I had no answer, at first. I thought back of the many versions of my body over the years. Me in high school, insecure and sure I didn't have a boyfriend because I didn't have a teeny waist. Me in college, packing on the weight and then picking away at it with Weight Watchers and hour-long sessions on the workout bike while watching Paradise Island. Me now, so uncomfortable and ungainly in my body that I sometimes find myself standing talking to someone and realize my hands have subconsciously gone in the pocket of my jeans and are pressing into the fat on my hips. Me, in junior high, lying on the floor on my back and feeling how my tummy still jutted above my hipbones while noticing that didn't happen for some of my friends and feeling jealous of their concave bellies. Me, freshman year of high school, awkward and chubby in my ill-fitting one-piece, swimming with my tall thin friend in her bikini and my curvy friend in her Speedo with the very high cut legs.
"Never," I answered her. And instantly I felt like a failure. For never loving my body. And for never doing something to really change it. "I came close, once," I said, "around the time I got married. I was ok with my weight, but I needed to tone up. It never happened."
Me, 3 years after our wedding and about 15 pounds over wedding weight. Honestly? I'd settle for being that size right now, and at the time I thought I needed to lose about 20 pounds.
How sad is that??? How awful is it that there's not a single point in my life when I can remember really, truly loving my body. Aside from the few months around my wedding day when I was almost to my goal weight and working out 3-5 days a week, the only other time I liked my body at all was when I was pregnant with Luca. I was a bit self-conscious as my boobs grew a cup size in the first 6 weeks and my belly looked more 'too much burrito' than 'cute little baby' for the first half of my pregnancy. But I also really, really loved being pregnant. I loved that belly, and I felt pretty good about what my body was capable of doing.
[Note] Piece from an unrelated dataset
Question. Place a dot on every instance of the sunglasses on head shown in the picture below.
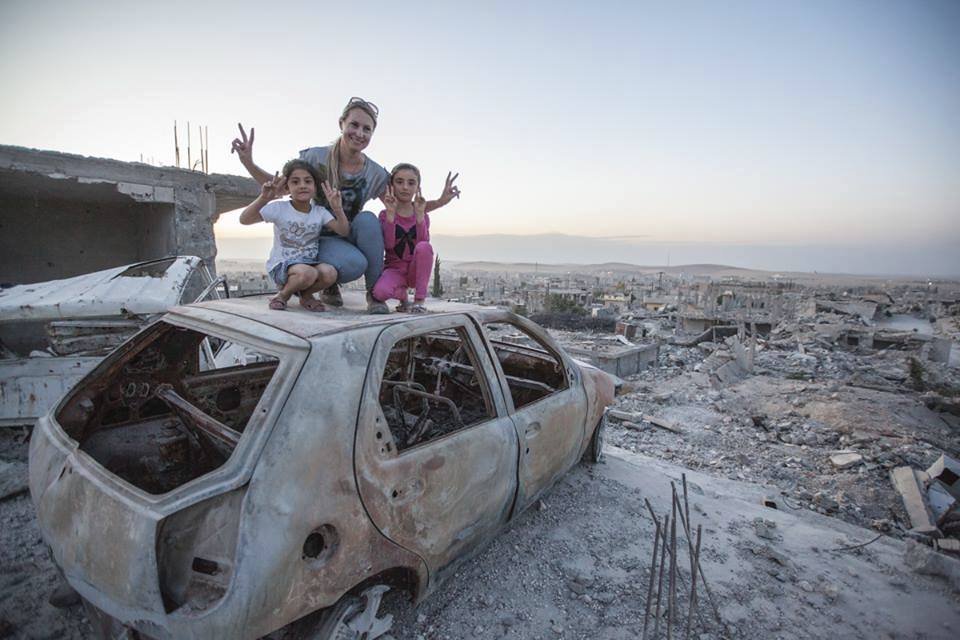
(360, 101)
Just about done with my pregnancy with Luca. This was probably about 37-39 weeks, and other than looking super exhausted I feel good about that body.
The thing is, this co-worker? She's 5'6" and a size 4-6. She is adorable and has almost no fat on her body. And when I posed the same question back to her, her answer was almost the same as mine. "Never," she said to me. "When I was skinnier I wanted more curves. When I was in high school I hated being pale and flat chested. Now, I wish I could get rid of my thighs and tone up."
I guess I forget, that somewhere deep inside most women have body insecurities. Sometimes I struggle about talking openly about my journey to get healthier and lose weight. I worry what people will think of me. I worry I am opening myself up for other people to criticize and analyze. And then I remember: I'm no different than the average woman, whether that woman is a size 4 who longs for more womanly curves, a size 14 who wishes she was her high school size 10, or a size 24 who just wants to be able to ride coach in an airplane without feeling the armrests pinch into her hips and the scorn on the faces of the people in her row. We all struggle, in our own unique ways.
This week, I decided to do something just for me. Something that will make me feel better about my body. After everyone is in bed at night, I spend 30-60 minutes working out (THANK YOU streaming Netflix on my hubby's X Box!), and then I spend 10 minutes or so just reading quietly, in a quiet house. It's only been a few days, but already I'm remembering how much I really DO enjoy spending time caring for my body and waking up the next day feeling it in every muscle group I forgot I had.